Redmond certainly hopes so

Mix 09 Traditionally, version 3.0 is the moment when everything comes together for Microsoft. Has the company pulled this off with Silverlight 3.0, the beta of which was announced today here at Mix 09 in Las Vegas?

The list of new features is impressive, although behind almost every announcement, you can sense Microsoft looking nervously at what Adobe Systems is doing with Flash, both as a media client and as an application platform.

Adobe has AIR, for example, for desktop Flash applications. So, Microsoft has announced Silverlight out of the browser. Developers enable this with a couple of lines in the XML manifest, which configures a Silverlight applet. Users can then right-click and select Install onto this computer. It is also possible to create an install button programmatically. This copies the application locally and creates a shortcut to start it.

There is no security prompt, because Silverlight out of the browser is sandboxed in the same way as Silverlight in the browser. Access to local storage is limited to Microsoft's Isolated Storage, which is an application-specific area. It is 25MB by default but can be increased with user consent. You can write code to detect whether the system is online or offline, and changes in network status trigger an event you can handle. Application updates are near automatic when the version on the Internet changes.

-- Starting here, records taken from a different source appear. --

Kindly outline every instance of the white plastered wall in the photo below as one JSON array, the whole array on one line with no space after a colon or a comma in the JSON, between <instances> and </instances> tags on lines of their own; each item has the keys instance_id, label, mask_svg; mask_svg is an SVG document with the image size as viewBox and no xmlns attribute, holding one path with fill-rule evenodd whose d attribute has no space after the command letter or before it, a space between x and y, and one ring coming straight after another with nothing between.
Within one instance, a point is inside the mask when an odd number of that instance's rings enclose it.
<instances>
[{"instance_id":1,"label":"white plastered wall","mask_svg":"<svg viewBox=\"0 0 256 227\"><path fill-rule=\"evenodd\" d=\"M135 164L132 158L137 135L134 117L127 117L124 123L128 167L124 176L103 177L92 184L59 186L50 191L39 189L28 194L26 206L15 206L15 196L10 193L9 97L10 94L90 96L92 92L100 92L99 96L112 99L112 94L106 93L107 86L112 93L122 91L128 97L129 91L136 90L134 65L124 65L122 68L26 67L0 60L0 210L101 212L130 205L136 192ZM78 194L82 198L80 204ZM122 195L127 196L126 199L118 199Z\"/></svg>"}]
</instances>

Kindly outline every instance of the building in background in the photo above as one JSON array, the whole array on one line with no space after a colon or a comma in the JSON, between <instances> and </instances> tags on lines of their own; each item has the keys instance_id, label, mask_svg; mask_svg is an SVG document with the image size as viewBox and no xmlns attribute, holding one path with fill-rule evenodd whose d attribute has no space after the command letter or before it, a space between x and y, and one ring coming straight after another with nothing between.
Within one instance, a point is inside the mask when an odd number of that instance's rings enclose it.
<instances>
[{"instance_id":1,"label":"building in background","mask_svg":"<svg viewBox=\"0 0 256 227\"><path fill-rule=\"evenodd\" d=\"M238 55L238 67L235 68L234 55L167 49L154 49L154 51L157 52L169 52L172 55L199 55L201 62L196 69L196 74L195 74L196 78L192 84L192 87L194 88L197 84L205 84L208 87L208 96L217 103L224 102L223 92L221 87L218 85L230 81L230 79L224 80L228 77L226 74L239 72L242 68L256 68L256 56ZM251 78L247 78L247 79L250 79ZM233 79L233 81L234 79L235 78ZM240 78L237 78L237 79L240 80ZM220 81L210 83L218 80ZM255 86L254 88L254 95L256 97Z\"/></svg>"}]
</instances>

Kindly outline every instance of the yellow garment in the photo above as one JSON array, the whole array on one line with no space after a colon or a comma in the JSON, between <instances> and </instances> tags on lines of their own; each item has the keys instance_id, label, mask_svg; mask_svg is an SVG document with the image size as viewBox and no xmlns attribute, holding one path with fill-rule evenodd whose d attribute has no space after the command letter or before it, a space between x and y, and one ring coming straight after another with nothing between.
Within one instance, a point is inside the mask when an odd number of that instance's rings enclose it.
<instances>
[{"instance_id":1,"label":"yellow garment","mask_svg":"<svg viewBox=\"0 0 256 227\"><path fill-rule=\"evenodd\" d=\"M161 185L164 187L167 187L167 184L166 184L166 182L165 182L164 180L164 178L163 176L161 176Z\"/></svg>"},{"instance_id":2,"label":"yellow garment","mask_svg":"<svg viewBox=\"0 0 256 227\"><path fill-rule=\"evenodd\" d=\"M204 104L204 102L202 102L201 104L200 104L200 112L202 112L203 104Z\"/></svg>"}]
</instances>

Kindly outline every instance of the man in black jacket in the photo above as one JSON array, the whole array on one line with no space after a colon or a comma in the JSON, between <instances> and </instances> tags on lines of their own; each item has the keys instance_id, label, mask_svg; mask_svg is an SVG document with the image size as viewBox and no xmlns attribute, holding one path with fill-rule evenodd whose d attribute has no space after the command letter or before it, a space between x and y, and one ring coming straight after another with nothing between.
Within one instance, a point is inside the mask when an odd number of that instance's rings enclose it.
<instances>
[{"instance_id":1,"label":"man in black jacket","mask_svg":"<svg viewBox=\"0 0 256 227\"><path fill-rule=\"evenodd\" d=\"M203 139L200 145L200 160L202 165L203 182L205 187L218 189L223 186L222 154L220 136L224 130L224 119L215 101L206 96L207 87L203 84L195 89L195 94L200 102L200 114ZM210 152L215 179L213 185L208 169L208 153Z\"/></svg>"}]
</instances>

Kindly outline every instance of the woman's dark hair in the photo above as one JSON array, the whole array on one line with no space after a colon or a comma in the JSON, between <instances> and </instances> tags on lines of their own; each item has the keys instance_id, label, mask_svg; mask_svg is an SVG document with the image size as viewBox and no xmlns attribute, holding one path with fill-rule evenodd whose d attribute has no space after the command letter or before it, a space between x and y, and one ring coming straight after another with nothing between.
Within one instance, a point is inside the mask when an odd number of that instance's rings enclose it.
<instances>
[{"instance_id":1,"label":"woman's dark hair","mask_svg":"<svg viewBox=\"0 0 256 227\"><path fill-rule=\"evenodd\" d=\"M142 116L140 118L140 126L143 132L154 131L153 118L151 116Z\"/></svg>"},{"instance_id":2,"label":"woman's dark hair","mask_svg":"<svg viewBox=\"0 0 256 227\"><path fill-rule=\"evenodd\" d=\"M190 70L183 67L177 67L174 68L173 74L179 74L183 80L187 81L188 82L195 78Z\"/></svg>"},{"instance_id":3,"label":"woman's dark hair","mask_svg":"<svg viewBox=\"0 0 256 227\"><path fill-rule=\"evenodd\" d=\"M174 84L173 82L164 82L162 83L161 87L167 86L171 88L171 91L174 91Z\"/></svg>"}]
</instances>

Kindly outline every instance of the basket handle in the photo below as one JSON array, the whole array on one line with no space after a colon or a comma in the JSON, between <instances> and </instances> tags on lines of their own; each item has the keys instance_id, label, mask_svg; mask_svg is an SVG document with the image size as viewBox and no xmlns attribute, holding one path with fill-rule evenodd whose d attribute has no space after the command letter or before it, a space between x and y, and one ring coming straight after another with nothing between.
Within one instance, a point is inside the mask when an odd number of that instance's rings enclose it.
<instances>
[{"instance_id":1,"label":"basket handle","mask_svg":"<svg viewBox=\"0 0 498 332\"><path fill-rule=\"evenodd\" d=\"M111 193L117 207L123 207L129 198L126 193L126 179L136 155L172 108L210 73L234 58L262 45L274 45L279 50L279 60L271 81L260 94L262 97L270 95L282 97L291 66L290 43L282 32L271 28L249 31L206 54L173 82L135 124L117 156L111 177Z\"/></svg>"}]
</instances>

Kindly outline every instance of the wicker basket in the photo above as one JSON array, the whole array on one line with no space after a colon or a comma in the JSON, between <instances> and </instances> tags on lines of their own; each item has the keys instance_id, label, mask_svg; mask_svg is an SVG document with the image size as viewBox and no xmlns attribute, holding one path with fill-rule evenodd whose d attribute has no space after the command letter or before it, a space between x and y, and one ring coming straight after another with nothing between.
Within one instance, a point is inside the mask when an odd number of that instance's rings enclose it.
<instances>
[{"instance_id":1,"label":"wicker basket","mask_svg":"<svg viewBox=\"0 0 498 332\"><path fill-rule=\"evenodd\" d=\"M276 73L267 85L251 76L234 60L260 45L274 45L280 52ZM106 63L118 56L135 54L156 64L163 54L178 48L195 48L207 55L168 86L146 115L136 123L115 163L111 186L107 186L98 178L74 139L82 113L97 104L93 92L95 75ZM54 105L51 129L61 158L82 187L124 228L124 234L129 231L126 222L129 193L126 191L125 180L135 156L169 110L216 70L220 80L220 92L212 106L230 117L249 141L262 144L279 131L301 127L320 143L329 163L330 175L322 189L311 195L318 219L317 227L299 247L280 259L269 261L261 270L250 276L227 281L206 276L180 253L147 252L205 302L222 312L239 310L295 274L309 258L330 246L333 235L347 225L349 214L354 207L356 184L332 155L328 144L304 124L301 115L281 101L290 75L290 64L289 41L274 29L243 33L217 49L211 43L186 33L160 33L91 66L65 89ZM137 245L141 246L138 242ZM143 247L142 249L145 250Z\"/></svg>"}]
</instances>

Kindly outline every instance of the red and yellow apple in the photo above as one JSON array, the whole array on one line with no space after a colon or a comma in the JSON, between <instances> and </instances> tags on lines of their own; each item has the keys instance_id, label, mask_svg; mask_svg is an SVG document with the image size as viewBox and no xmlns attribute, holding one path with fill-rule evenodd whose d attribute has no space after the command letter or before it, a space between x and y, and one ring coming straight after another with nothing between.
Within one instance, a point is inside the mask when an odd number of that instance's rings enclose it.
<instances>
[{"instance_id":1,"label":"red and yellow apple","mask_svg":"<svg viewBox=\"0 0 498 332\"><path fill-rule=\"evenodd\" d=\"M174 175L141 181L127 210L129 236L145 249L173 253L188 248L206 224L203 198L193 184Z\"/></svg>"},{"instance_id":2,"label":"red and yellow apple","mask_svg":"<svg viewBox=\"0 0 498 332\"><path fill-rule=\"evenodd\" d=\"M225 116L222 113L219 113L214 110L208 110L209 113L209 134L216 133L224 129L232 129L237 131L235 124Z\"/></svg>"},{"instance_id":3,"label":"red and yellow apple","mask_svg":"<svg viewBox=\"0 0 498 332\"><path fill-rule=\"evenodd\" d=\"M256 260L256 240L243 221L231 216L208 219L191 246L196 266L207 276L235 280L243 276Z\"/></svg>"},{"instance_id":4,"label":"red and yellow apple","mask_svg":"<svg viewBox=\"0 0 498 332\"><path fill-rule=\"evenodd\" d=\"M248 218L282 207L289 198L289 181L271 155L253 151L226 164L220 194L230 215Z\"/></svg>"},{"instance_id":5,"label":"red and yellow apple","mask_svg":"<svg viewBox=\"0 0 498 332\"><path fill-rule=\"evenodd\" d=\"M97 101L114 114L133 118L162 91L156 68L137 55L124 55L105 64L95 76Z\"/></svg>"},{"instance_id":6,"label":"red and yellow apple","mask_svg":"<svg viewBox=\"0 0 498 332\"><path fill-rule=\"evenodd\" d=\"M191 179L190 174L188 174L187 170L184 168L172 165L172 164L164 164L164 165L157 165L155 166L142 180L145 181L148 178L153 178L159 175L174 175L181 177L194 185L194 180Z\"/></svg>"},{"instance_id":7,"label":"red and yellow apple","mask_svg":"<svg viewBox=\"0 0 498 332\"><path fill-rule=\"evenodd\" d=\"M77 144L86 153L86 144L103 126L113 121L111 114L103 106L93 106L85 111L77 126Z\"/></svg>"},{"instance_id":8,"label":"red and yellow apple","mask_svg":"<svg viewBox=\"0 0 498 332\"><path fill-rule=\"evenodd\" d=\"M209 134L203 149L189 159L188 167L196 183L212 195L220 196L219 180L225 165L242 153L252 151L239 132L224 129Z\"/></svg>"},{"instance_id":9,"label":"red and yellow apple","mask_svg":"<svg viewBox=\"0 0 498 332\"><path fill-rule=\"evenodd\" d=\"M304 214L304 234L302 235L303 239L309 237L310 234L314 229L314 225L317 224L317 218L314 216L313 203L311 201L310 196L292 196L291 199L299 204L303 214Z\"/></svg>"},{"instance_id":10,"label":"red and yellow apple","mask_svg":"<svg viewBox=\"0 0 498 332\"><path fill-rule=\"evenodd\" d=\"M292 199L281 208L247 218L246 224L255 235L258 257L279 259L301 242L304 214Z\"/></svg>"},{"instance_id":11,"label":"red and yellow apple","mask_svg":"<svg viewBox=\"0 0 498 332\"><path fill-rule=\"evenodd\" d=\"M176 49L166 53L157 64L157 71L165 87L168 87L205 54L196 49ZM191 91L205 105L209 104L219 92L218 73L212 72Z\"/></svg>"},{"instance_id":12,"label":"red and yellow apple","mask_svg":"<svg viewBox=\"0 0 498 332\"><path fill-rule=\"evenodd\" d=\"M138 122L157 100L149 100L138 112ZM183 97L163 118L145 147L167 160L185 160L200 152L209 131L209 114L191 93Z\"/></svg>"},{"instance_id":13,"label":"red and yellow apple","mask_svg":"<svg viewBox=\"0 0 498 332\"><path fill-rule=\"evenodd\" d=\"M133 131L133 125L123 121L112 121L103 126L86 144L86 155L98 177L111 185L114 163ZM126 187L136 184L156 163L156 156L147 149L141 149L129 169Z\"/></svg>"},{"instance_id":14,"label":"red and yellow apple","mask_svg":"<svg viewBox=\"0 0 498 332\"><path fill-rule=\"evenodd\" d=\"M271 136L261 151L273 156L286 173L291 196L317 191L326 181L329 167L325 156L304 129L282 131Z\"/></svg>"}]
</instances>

What's different between AIR and Silverlight out of the browser? Quite a lot. Most AIR applications ask for full, local-file access, which means passing a security prompt. Microsoft's vice president of the .NET development platform Scott Guthrie told us this is a key point.

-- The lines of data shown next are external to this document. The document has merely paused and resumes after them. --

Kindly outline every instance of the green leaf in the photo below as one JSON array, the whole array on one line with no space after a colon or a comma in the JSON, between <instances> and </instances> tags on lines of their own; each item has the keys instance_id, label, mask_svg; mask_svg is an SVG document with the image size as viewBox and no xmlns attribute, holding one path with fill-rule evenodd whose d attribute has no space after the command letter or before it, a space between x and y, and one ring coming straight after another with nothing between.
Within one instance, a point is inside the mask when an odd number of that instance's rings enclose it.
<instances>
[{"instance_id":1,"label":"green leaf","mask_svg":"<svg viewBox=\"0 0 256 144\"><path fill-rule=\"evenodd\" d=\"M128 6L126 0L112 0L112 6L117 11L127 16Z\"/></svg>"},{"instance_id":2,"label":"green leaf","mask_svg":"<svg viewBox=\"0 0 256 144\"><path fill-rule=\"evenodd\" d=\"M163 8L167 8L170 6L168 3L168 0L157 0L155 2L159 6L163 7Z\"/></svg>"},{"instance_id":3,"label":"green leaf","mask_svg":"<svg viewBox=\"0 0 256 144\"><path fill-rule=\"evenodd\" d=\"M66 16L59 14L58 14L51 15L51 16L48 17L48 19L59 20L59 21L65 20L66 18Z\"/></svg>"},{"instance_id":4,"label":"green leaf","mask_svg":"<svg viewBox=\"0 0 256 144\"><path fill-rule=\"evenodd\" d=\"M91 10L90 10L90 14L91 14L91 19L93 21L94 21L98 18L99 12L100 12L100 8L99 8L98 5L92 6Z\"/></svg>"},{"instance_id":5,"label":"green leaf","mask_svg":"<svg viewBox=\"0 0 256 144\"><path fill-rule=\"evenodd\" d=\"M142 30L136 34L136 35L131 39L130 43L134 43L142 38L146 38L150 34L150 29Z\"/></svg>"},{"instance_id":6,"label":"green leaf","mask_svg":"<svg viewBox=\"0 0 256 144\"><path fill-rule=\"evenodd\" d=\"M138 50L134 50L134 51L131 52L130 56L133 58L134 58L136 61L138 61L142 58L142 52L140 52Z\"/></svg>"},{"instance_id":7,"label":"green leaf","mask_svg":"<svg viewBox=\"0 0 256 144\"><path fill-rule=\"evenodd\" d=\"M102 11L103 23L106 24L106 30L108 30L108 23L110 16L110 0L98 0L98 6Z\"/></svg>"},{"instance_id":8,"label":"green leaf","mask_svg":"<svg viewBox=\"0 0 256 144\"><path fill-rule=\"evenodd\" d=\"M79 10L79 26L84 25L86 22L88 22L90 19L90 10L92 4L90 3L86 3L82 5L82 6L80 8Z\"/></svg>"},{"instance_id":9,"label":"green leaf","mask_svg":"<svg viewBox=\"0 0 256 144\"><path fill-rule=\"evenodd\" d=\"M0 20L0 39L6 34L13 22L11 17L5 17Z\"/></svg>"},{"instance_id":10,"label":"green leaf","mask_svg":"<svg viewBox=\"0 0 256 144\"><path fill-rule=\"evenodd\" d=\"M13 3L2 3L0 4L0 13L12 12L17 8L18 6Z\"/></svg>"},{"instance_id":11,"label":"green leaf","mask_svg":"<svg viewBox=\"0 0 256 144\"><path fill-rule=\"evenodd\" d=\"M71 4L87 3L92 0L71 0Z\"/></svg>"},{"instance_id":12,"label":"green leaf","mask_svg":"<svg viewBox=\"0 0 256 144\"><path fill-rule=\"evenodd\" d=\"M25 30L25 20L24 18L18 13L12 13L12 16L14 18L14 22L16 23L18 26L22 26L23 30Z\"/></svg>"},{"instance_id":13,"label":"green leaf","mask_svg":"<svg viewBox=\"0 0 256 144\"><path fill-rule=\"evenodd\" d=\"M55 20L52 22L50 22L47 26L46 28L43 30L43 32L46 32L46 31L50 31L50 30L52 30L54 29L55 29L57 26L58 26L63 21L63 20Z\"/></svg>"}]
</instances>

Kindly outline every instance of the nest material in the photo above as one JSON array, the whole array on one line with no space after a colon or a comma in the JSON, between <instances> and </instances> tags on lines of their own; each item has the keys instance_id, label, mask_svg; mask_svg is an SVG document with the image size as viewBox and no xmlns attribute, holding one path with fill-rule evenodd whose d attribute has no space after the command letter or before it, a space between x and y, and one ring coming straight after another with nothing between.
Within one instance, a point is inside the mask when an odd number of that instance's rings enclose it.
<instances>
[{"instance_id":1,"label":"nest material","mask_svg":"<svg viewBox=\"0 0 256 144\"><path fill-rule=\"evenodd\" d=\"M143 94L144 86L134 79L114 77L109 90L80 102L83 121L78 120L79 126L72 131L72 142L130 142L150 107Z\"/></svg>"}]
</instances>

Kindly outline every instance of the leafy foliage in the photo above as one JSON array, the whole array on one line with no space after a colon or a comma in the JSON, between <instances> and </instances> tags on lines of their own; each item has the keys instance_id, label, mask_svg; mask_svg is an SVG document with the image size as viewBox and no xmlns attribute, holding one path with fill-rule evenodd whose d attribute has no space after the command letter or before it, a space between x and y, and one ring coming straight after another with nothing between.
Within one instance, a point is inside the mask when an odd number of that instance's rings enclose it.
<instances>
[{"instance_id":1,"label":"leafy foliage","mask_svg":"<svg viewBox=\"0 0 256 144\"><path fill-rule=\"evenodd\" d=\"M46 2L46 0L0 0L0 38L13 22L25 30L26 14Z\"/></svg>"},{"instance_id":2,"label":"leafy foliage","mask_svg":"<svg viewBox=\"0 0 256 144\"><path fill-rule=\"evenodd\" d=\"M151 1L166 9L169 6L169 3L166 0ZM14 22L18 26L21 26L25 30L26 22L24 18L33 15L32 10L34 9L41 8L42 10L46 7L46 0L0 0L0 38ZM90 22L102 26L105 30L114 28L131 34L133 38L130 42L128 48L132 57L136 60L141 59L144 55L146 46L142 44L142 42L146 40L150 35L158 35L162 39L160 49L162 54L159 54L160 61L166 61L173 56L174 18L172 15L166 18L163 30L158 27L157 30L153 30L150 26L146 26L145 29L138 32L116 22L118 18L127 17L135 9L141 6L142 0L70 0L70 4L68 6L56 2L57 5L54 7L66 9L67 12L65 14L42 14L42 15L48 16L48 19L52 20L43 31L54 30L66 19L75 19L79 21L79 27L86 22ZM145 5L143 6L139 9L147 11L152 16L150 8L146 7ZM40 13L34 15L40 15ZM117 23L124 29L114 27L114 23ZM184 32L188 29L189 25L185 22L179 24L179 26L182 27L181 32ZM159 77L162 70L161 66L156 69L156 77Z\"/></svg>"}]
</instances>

"End users are concerned when they see a big security dialog. What we're doing with Silverlight is to provide a sandbox experience. That starts to dramatically increase the number of scenarios where people feel comfortable clicking OK," he said.

Sandboxing is a double-edged sword. There are scenarios where an AIR application can make good use of its greater permissions. AIR applications also have features that Silverlight lacks. Only pure Silverlight applications will run out of the browser. If your application also needs HTML or script running in the browser, it cannot work, whereas AIR also includes WebKit for offline browser applications.

AIR also has a local-database manager, embedded SQLite. AIR has support for the notification area - sometimes wrongly called the system tray on Windows. Silverlight out of the browser will probably have this, though it is not certain. "It's something we will enable, but I don't know the timeframe," Guthrie said.

Microsoft has also addressed weaknesses in Silverlight's remote-data support. A new binary XML protocol means more efficient access to data delivered as XML. There is also a new server-side feature called .NET RIA Services.

"You can expose a domain service and do change tracking of any data you retrieve, submit the changes back, and the server will revalidate and then persist," explained Guthrie.

This is a REST service that builds on ADO.NET Data Services, once known as Astoria, and will be usable from AJAX web applications as well as in Silverlight. Data comes down by default in JSON format. Automatic synchronization of offline changes is not yet included, though Guthrie said: "The architecture is designed to enable that in future."